Another person mentioned that Wasserstein had received quadruple bypass surgery prior to joining Lazard. On August 9th, without prompting, a former Wasserstein Perella & Co. banker said, "I saw Bruce Wasserstein two weeks ago and decided he must be sick because he looks like s--t." One who met with him around the same time said that Wasserstein, who did not look well, commented "it's just the pneumonia" -- the same ailment from which he suffered in December 2005 as reported in a January 15, 2006 New York Times profile. (I've had pneumonia in the past and it didn't cause me to lose weight.) In sum, at least five people who have seen him in recent weeks have wondered about his health.

Cohan's subsequent analysis into health disclosure issues well over 3 years ago have become a recurring topic lately as much has been made recently over Apple's (lack of) disclosure regarding any health concerns that Steve Jobs may have had in the past, and which culminated with his liver transplant.

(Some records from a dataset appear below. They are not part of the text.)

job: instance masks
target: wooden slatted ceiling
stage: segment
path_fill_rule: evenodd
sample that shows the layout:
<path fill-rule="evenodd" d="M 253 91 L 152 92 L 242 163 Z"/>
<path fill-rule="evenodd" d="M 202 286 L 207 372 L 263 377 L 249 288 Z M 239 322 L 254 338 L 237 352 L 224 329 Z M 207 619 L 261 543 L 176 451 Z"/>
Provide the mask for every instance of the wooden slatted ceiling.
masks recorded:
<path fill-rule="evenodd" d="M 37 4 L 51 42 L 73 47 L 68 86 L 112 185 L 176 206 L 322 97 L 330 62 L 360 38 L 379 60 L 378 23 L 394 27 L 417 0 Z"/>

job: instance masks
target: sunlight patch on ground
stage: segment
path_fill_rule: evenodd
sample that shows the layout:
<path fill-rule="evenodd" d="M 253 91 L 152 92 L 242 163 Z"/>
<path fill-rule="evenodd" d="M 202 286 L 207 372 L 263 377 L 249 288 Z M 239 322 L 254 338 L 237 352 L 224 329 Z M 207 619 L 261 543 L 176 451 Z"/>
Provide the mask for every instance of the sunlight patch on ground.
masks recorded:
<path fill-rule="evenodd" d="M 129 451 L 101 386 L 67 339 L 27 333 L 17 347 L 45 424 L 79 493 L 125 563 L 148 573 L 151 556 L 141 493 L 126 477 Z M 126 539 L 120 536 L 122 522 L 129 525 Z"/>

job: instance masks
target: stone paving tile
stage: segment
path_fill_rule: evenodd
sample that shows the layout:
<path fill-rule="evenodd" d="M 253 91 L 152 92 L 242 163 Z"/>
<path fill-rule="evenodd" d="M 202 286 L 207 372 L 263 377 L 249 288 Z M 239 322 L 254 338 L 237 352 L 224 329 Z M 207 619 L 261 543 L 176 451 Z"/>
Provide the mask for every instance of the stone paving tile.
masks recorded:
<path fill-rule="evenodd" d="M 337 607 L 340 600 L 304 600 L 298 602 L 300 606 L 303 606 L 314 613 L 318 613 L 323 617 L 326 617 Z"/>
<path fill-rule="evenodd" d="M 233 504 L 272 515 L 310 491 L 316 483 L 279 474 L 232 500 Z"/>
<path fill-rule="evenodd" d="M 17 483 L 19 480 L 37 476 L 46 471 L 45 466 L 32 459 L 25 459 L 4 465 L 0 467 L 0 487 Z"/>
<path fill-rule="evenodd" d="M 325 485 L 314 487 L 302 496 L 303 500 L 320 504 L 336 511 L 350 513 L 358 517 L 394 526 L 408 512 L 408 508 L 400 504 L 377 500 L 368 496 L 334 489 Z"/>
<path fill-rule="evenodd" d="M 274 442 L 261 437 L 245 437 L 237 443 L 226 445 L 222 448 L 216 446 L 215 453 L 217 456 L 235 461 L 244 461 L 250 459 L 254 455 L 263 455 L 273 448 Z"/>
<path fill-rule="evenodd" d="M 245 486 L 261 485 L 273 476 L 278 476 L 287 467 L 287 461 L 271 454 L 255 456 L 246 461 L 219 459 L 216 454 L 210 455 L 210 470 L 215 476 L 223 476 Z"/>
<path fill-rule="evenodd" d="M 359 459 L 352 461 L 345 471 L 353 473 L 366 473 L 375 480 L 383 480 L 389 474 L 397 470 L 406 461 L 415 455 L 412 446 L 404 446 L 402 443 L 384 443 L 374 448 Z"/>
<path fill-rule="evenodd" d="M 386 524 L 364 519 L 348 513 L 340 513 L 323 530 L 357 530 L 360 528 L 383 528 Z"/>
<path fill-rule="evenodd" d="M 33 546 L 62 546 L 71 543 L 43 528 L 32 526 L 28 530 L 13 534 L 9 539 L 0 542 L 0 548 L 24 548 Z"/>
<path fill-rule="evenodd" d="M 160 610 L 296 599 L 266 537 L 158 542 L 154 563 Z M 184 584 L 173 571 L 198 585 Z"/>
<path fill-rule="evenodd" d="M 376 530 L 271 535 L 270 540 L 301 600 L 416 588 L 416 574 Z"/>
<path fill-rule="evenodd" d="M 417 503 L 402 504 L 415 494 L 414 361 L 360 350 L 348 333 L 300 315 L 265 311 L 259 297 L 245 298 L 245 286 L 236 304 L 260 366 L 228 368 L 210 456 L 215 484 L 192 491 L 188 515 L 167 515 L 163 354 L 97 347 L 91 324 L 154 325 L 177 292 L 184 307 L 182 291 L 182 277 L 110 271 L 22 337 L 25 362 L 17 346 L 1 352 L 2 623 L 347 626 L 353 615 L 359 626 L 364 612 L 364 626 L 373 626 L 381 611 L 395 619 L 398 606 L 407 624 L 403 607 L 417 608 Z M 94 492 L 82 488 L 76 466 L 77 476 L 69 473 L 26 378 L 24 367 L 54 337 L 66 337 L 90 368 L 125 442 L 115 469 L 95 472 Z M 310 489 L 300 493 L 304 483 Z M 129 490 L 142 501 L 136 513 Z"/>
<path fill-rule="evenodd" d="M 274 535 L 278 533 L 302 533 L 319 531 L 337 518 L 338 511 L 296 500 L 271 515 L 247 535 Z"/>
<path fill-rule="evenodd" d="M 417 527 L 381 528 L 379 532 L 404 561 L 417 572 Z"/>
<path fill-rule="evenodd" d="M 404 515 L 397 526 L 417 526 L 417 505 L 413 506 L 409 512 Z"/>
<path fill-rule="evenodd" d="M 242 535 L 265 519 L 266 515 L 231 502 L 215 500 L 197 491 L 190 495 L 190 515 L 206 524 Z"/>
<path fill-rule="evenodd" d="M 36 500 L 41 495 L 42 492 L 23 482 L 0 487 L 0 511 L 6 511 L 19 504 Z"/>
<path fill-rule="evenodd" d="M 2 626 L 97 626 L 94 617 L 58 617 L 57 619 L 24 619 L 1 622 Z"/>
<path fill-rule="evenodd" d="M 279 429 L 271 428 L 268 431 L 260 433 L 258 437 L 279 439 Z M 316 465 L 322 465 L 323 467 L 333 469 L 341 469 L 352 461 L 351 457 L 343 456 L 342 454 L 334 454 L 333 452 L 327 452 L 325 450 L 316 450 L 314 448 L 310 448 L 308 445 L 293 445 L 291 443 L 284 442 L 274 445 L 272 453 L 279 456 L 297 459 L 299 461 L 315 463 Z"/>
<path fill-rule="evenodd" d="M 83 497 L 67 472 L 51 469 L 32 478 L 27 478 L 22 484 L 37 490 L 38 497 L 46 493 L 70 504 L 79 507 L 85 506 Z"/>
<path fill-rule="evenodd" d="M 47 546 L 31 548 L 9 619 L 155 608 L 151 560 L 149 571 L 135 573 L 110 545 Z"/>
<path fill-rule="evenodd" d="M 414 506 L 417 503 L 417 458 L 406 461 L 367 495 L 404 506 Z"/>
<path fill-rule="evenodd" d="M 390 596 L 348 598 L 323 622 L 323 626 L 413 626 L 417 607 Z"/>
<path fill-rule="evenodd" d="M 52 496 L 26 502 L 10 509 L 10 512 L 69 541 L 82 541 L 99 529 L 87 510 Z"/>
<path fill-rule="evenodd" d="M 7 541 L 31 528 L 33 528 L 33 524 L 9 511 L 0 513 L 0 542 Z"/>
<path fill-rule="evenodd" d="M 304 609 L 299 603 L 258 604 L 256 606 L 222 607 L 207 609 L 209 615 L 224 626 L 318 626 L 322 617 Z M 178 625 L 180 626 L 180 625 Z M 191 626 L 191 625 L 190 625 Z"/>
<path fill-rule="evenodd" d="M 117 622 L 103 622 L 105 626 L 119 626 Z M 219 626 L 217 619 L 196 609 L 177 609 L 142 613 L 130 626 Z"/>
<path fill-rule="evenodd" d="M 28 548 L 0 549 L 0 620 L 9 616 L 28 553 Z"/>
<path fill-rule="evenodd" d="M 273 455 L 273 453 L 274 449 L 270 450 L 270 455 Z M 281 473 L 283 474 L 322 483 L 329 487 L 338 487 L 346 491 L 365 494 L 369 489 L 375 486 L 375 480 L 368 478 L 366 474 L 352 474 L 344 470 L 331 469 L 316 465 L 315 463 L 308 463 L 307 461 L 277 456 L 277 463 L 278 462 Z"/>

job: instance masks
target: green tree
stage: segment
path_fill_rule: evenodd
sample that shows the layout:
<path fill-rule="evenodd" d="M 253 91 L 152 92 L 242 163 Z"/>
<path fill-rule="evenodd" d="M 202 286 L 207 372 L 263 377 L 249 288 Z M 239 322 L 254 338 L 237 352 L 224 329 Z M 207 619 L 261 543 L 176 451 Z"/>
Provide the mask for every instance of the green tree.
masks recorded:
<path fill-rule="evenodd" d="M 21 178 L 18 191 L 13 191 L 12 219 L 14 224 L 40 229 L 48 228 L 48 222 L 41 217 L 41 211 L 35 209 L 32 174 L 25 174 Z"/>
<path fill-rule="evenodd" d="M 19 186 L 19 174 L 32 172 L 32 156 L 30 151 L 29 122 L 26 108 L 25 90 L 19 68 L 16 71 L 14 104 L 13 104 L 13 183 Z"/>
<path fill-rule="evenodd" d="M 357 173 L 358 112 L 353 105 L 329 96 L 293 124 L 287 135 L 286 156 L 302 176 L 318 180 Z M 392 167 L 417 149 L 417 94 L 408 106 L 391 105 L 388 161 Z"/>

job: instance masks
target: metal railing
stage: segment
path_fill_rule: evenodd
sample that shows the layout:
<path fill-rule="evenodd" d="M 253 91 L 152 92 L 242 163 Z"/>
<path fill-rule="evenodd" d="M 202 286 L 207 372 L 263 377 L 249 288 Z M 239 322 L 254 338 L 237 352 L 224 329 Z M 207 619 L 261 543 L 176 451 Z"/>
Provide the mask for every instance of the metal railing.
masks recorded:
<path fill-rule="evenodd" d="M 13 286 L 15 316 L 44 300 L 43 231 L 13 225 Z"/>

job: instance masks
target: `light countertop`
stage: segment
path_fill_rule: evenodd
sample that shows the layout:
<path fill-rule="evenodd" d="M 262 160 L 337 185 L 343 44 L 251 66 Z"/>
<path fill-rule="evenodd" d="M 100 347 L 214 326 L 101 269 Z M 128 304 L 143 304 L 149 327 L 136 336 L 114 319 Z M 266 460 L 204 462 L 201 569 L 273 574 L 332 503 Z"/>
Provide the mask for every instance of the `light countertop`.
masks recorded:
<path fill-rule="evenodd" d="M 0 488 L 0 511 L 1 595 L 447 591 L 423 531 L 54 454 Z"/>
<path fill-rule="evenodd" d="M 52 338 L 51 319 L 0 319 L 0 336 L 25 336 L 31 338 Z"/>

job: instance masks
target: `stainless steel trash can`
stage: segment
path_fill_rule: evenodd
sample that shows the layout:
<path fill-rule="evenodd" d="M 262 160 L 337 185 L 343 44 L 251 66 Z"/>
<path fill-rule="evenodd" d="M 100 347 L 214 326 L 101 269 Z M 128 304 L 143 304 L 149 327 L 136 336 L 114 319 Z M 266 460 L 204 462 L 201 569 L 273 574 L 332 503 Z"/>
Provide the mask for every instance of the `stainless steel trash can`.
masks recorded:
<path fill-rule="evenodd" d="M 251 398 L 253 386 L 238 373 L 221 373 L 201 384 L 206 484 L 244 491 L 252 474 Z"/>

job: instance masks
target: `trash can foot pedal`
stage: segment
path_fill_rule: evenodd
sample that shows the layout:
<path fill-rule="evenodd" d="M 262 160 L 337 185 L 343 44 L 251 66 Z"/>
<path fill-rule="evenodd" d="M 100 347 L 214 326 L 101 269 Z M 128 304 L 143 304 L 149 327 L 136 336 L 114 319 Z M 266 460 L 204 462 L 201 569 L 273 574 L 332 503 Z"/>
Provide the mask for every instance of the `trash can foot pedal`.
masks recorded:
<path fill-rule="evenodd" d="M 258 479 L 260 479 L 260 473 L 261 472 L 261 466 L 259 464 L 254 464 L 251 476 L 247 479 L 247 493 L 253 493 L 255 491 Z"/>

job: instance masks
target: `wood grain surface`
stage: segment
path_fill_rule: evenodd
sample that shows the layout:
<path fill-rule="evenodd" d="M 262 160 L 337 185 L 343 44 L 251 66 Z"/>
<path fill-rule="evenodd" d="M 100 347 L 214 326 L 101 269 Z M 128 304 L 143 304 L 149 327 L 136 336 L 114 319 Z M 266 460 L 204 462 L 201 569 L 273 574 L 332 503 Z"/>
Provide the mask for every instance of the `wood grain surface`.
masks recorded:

This leaves open the question of when an officer's health deteriorates to the point where it ought to be disclosed to shareholders. A recent case in point is the initial public offering of Lazard competitor, Evercore Partners Inc. (NYSE: EVR), whose CEO Roger Altman had a heart transplant in 2002. However, the IPO prospectus, which goes into some detail about the material adverse effect of losing key executives, made no mention of Altman's heart operation. A director of several public companies I spoke with dismissed concerns about not disclosing Altman's heart transplant because it is a pre-existing condition.


However, this director believes that if the CEO is out of the office for a period of time for reasons other than business or vacation, e.g., due to a medical condition, then the absence must be disclosed. If this director is right and Wasserstein was indeed out for eight weeks due to a medical condition, then this director believes that Lazard's board may have erred in not disclosing the absence.


Nevertheless, the legal ambiguity of CEO medical disclosure leads me to a simpler law -- the one prohibiting securities fraud. To qualify as securities fraud, a statement by a public company must be material, false, and made with the intent to mislead. For instance, if the CEO of a company was seriously ill and the company disclosed that the CEO was fine, the company might be committing securities fraud.

Perhaps Bruce's condition is nothing material, on the other hand people rarely end up in the hospital in "serious" condition over an irregular heartbeat if they are in pristine health. As the average age of the executive class in America creeps ever higher, these kinds of considerations should be next on the agenda of the SEC requiring an in depth probing.

In the meantime, the Zero Hedge staff wishes Mr. Wasserstein a speedy recovery.